The RequestProcessor that is distributed with RoboSpice uses the CacheManager in a couple places, first to check the cache for a request's data before trying to get the data from the network, and second, after a successful network request to insert the response data into the cache. The CacheManager's loadDataFromCache() method takes as arguments the class of data, the cache key, and the timeout duration in milliseconds. The saveDataToCacheAndReturnData method takes as arguments the data and cache key. The RequestProcessor also calls the CacheManager's removeDataFromCache() method if an exception is raised while saving or retriving cache data.

Likewise, the SpiceService uses the CacheManager in a couple places: it creates the CacheManager that the RequestProcessor is passed in its constructor. Beyond that, three SpiceService methods: getAllCacheKeys(), loadAllDataFromCache(), and getDataFromCache(), are delegates to CacheManager methods having the same signatures.

An ObjectPersister implements loadDataFromCache(class, cacheKey, timeout) and saveDataToCacheAndReturnData(data, cacheKey), and calls to those methods will be delegated through the CacheManager's chain-of-responsibility. ObjectPersister itself is abstract. For example, if you just need to cache a String, you might choose InFileStringObjectPersister. If you want to save your cached data in a database, on the other hand, you might choose as a Persister an instance of the concrete InDatabaseObjectPersister), which is included with the ORMLite extension to RoboSpice.
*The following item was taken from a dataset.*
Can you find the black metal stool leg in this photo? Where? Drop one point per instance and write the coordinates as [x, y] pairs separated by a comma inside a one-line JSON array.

#Caching Using a Database: InDatabaseObjectPersister

InDatabaseObjectPersister, as an extension of ObjectPersister, defines the loadDataFromCache() method. For this it uses an instance of RoboSpiceDatabaseHelper that is passed into its constructor. It is also worth noting that the InDatabaseObjectPersister, in its constructor, executes the necessary SQL DDL statements to create the tables in the database.

##RoboSpiceDatabaseHelper

RoboSpiceDatabaseHelper is a concrete extension of the abstract OrmLiteSqliteOpenHelper, which in turn extends Android's native abstract SQLiteOpenHelper, which is used to manage database creation and version management. The OrmLite class adds methods including getDao(). It also defines a two-argument overloading of onCreate() that takes an Ormlite ConnectionSource in addition to the native Android SQLiteDatabase.
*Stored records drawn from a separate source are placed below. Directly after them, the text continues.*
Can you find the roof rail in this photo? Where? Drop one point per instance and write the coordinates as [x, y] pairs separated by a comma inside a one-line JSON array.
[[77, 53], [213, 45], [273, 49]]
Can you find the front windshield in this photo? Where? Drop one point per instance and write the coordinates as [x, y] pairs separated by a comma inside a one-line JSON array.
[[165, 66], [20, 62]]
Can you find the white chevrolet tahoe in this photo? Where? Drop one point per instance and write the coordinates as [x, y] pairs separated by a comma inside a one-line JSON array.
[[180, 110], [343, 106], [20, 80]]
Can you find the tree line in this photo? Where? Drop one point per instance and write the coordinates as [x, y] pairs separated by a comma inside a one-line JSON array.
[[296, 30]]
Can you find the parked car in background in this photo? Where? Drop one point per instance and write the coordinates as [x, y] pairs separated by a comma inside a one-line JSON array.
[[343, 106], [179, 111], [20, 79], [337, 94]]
The RoboSpiceDatabaseHelper adds specific features for using a database. For example, for the purpose of querying and retrieving data from the database, the helper defines a method named queryForIdFromDatabase(), which takes an id String representing a database primary key and a class identifying the table, and returns an ormlite object backed by the apprapriate data from the database.

It is important to note here that some of these helper functions are specific to using the Robospice cache key, such as queryCacheKeyForIdFromDatabase method, which is a specialized version of queryForIdFromDatabase that is specific to the table of cache keys. The table of cache keys is where Robospice stores rows relating a cache key to: (1) the result class name, (2) the cache timestamp, and (3) the result id of the appropriate type. This matters because the database Persister uses cache entries as part of loading data from the cache. If the Persister's queryCacheKeyForIdFromDatabase method returns null, then loadDataFromCache will return null.

##Further Directions

One possible aspect of a sophisticated application would be the extension of InDatabaseObjectPersister to be specific to your data type. For example if you had a a model object Account then you might define a Persister subclass named InDatabaseAccountPersister.